Israel’s War Against Palestine: Documenting the Military Occupation of Palestinian and Arab Lands

Israeli activist Gideon Spiro, 76, arrested for “incitement”

8 June 2011

Communist Party of Israel – 7 June 2011 (by email)

A veteran Israeli leftist activist arrested for “incitement”

A Jerusalem Police investigator arrested on Monday Gideon Spiro, a veteran leftist activist aged 76, for suspected “incitement” relating to an article he had written and published in the radical Hebrew website “Hagada Hasmalit”. Spiro was discharged two hours later, after his attorneys – from the office of Michael Sfard – intervened on his behalf.

Gideon Spiro and Hadash chairman MK Muhammad Barakeh

Gideon Spiro (center) and Hadash chairman MK Muhammad Barakeh (right) in a demonstration against the Lebanon war (Photo: Gideon Spiro)

Despite a long career on the radical left, Spiro said that this is his first arrest. The cause is peculiar: an article he wrote ten months ago. In the article, Spiro wrote that when settlers carry weapons, they ought to be considered as militiamen and therefore legitimate targets. He claimed that Israelis ought not to dictate to Palestinians their methods of struggle against the occupation, but strongly emphasized that he supports a non-violent struggle.

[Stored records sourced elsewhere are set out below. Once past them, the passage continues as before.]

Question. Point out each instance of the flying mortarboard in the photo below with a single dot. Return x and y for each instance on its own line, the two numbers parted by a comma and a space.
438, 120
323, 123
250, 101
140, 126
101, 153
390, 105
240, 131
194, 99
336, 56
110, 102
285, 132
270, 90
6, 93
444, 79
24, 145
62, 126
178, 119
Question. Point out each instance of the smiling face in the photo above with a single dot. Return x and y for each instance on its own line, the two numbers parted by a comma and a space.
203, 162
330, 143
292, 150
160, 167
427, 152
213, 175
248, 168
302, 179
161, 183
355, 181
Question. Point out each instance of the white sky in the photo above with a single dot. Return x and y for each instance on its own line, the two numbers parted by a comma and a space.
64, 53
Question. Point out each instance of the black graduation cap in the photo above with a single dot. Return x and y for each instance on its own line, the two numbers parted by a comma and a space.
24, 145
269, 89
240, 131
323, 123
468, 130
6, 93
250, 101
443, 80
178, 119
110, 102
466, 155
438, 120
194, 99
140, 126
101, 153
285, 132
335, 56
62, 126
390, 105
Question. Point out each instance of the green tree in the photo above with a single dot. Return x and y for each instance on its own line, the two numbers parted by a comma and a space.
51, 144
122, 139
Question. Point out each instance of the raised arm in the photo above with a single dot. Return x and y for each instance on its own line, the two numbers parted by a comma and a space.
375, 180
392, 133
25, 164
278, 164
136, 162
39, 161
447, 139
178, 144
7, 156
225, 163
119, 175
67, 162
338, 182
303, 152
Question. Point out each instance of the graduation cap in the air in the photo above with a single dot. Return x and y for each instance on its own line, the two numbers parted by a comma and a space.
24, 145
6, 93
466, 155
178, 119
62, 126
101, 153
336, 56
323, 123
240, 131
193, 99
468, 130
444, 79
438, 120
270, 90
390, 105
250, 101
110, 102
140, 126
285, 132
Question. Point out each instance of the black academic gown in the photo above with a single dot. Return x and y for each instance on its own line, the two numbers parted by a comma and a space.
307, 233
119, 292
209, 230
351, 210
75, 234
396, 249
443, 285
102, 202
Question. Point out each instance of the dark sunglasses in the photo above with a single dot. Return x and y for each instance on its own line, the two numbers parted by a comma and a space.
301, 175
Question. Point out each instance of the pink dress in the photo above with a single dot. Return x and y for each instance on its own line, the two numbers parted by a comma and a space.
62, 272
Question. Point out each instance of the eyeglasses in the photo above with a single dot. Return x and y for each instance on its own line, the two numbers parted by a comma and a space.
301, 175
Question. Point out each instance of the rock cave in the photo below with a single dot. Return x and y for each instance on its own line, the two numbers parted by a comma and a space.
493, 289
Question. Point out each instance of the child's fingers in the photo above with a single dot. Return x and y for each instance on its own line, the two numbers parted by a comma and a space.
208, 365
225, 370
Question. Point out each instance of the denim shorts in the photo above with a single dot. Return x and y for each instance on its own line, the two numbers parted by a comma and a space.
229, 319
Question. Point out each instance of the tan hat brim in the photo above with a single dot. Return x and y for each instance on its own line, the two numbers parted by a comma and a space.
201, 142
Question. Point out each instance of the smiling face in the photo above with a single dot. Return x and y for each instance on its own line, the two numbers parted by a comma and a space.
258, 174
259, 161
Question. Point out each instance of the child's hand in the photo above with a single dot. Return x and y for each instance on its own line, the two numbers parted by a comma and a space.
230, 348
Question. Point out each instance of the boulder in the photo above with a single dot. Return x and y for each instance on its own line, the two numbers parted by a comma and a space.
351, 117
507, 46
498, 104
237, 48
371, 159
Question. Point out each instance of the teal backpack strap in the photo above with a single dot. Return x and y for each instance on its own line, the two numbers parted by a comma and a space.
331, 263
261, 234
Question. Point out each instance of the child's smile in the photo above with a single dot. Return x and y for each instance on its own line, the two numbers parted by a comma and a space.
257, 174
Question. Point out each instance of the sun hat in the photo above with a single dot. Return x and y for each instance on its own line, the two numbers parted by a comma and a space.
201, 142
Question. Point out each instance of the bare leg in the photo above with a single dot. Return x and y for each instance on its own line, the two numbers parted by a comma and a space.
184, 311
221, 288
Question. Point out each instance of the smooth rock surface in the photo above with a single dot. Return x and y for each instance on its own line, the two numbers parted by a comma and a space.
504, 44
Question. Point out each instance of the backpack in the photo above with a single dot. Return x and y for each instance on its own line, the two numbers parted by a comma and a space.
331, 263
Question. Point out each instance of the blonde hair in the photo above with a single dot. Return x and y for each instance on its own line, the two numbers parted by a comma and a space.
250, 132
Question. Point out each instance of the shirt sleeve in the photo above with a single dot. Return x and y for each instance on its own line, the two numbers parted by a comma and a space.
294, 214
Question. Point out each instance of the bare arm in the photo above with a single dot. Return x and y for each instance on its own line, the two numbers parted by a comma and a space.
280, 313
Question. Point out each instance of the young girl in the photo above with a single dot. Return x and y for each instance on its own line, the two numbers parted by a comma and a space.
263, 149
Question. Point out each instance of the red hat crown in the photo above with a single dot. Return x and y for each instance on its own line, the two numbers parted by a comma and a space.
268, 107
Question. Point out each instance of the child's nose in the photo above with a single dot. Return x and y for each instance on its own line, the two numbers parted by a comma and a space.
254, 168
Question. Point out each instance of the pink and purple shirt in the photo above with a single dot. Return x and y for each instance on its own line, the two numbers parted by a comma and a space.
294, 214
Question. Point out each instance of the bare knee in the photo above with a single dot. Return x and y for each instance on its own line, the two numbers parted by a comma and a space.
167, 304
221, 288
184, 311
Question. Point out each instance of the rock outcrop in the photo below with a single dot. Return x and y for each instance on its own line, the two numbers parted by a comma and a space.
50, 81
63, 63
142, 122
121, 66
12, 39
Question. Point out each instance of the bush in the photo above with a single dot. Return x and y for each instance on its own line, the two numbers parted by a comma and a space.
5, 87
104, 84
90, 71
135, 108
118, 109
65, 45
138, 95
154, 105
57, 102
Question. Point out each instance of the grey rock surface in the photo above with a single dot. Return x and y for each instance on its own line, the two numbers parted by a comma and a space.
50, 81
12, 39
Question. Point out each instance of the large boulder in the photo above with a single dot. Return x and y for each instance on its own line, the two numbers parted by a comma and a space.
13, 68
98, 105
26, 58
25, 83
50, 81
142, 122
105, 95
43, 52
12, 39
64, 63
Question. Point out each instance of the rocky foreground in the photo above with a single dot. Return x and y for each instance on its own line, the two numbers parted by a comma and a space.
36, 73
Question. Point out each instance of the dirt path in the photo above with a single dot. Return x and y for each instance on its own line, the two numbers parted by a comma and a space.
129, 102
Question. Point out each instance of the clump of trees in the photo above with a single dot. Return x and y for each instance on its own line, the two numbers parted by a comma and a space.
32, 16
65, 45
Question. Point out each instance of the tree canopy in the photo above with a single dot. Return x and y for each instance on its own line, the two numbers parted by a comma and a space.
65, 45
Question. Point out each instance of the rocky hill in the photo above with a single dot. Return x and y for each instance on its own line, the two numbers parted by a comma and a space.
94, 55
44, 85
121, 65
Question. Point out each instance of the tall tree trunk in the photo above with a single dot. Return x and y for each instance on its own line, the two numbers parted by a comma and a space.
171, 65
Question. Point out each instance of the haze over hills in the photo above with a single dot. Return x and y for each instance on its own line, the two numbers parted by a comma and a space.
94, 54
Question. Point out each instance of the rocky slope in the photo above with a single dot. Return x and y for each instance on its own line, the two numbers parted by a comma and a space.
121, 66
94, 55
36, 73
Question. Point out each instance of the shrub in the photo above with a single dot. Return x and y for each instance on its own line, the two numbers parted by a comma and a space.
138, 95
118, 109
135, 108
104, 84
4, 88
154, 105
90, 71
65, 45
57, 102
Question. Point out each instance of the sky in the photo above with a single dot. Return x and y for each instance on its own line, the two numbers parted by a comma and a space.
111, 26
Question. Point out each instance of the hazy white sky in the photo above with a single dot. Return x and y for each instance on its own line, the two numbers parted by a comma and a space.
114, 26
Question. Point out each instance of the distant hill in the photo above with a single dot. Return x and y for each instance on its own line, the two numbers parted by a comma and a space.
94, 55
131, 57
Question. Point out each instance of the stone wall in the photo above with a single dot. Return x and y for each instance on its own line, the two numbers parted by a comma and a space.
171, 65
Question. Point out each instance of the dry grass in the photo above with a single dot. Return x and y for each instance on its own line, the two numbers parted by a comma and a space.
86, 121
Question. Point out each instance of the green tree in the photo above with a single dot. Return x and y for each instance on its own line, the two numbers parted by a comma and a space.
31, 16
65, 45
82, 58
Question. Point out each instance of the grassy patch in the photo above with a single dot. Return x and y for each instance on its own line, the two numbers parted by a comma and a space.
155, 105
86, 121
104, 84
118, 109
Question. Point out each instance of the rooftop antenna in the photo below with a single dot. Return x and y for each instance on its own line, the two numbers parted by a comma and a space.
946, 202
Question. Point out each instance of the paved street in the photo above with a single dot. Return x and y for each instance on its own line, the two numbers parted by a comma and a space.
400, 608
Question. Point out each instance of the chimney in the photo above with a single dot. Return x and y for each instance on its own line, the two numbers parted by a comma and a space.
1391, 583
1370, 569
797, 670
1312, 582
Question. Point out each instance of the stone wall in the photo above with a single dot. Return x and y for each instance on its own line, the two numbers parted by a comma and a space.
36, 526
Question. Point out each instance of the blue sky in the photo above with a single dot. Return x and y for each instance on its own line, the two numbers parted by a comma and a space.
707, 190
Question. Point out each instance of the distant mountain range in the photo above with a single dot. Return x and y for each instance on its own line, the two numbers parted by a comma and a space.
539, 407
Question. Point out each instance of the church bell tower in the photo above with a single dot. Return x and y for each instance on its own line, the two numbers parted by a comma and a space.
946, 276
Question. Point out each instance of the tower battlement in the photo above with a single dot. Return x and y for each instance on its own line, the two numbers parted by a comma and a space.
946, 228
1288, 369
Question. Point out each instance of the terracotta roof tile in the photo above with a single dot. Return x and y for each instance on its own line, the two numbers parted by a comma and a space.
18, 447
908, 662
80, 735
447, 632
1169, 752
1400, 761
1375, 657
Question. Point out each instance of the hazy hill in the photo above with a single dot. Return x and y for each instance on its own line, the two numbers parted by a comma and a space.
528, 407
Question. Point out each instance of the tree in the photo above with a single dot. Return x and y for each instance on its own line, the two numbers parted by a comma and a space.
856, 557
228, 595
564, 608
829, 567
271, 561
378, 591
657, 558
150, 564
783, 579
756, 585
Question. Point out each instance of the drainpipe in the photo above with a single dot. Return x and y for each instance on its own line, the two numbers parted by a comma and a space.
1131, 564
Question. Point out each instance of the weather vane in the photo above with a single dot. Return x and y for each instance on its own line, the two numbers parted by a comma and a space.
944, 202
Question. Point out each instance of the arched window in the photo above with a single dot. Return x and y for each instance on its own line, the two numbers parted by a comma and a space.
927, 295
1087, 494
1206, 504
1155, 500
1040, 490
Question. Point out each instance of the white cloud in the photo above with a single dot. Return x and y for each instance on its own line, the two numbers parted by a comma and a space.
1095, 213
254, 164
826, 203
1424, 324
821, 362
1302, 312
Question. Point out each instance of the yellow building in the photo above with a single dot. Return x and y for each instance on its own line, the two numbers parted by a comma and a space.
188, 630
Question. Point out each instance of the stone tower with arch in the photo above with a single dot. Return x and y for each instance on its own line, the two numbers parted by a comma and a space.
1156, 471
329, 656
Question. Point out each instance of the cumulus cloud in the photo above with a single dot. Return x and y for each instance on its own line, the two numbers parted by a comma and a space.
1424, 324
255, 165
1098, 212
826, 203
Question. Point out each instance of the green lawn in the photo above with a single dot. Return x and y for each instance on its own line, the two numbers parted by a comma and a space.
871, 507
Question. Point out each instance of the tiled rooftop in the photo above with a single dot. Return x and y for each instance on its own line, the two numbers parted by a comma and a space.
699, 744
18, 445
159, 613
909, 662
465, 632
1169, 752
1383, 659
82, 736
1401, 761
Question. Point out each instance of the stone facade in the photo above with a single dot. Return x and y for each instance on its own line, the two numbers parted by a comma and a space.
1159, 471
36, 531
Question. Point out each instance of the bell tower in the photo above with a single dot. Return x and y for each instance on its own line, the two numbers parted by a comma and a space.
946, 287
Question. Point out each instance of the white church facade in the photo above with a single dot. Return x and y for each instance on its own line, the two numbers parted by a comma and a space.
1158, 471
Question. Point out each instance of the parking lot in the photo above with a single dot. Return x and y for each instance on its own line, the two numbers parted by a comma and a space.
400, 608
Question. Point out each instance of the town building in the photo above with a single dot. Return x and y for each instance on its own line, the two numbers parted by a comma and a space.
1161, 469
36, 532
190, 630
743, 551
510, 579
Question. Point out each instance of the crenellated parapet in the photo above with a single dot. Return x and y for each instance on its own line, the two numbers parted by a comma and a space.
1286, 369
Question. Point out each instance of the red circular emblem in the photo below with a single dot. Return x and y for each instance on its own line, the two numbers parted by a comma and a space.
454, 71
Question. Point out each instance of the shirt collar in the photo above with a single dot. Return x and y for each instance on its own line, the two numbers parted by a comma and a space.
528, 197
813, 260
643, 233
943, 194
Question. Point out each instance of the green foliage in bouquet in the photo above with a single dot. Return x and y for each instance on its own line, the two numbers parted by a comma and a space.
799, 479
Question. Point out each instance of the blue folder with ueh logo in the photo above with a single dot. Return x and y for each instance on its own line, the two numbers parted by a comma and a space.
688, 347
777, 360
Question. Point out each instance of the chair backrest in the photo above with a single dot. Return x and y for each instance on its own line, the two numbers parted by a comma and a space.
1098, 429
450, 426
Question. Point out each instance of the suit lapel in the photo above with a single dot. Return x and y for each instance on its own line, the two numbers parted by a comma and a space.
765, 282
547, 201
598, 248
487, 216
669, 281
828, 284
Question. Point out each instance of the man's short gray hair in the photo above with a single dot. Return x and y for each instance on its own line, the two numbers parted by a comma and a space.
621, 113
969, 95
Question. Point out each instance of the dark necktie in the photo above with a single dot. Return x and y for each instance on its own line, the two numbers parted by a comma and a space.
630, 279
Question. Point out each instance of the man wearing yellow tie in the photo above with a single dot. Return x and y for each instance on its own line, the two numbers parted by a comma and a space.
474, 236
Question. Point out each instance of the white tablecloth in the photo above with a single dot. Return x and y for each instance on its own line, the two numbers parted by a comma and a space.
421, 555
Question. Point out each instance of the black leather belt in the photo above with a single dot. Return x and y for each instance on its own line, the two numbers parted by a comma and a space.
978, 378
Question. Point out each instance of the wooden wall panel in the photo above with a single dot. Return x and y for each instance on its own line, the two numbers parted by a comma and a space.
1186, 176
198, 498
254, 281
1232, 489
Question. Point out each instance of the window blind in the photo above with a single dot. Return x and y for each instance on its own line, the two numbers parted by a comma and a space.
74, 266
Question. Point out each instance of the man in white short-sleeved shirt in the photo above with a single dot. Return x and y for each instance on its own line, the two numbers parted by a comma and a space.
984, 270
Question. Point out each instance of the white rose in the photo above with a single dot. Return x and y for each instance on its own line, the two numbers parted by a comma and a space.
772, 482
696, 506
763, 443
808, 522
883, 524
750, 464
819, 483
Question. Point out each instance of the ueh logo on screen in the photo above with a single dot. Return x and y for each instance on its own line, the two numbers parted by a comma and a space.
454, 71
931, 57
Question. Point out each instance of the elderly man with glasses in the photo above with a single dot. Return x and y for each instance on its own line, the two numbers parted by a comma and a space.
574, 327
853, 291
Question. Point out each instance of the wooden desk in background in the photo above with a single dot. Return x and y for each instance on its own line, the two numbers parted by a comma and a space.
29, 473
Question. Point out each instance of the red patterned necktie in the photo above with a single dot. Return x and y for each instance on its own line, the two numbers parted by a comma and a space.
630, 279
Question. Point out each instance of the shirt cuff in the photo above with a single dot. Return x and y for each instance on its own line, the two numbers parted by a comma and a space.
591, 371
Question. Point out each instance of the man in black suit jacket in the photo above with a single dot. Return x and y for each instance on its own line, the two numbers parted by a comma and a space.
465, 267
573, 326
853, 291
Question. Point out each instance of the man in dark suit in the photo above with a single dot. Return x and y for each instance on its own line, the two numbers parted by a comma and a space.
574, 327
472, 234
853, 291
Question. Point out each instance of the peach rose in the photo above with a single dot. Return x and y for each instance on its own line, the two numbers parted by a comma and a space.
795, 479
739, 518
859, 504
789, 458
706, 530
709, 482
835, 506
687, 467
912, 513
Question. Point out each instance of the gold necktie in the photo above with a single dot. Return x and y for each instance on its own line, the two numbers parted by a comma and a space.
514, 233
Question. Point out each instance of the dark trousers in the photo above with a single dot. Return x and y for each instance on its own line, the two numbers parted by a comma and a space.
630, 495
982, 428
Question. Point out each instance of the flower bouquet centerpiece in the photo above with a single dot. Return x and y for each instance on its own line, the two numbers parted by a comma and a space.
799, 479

Israeli law (144d2b) prohibits “publishing incitement to an act of violence or terrorism, or praise of, support of, or encouragement of an act of violence or terrorism,” but it limits this to cases in which the publication creates a “viable possibility of causing violence or an act of terrorism.” The law is rarely applied; Spiro says this is likely the first arrest made due to an article since the 1950s when the Hebrew daily newspaper of the Communist Party of Israel, “Kol Ha’am”, was closed.

The Association for Civil Rights in Israel (ACRI) has criticized the arrest, calling it a violation of Spiro’s rights. Spiro said he is considering suing the police and bringing a personal civil suit against the interrogator who ordered the arrest.

The arrest is particularly glaring, since the police do little, if anything, when actual calls for violence and racism (prohibited by the same law) are published. The rabbis who supported the notorious “Torat Ha’Melech” (www.haaretz.com/news/national/top-israeli-intellectuals-to-state-probe-rabbi-s-alleged-link-to-rabin-assassination-1.343215) which called for the murder of non-Jews children “if one has reason to suppose they will grow to be as evil as their parents,” were not arrested, and the rabbis who wrote the books were not indicted.

Rabbi Shmuel Eliahu of Safed, who recently bragged that he managed to make his town a Palestinian-free zone by prohibiting renting apartments to them, was not arrested, much less indicted. This, despite the fact that the attorney general decided not to prosecute him five years ago, for the same charges, on condition of good behavior.

Perhaps those most guilty of incitement are the editors of Ha’Kol Hayehudi (“The Jewish Voice”), a website which praises and promotes pogroms (AKA “price tag” activities) against Palestinians. They are the students of the same rabbis who wrote “Torat Hamelech.” Needless to say, they were neither arrested nor indicted. And these are just samples from the last few months. Cynically, Spiro said that if he were a rabbi, he could just ignore the summons from the police.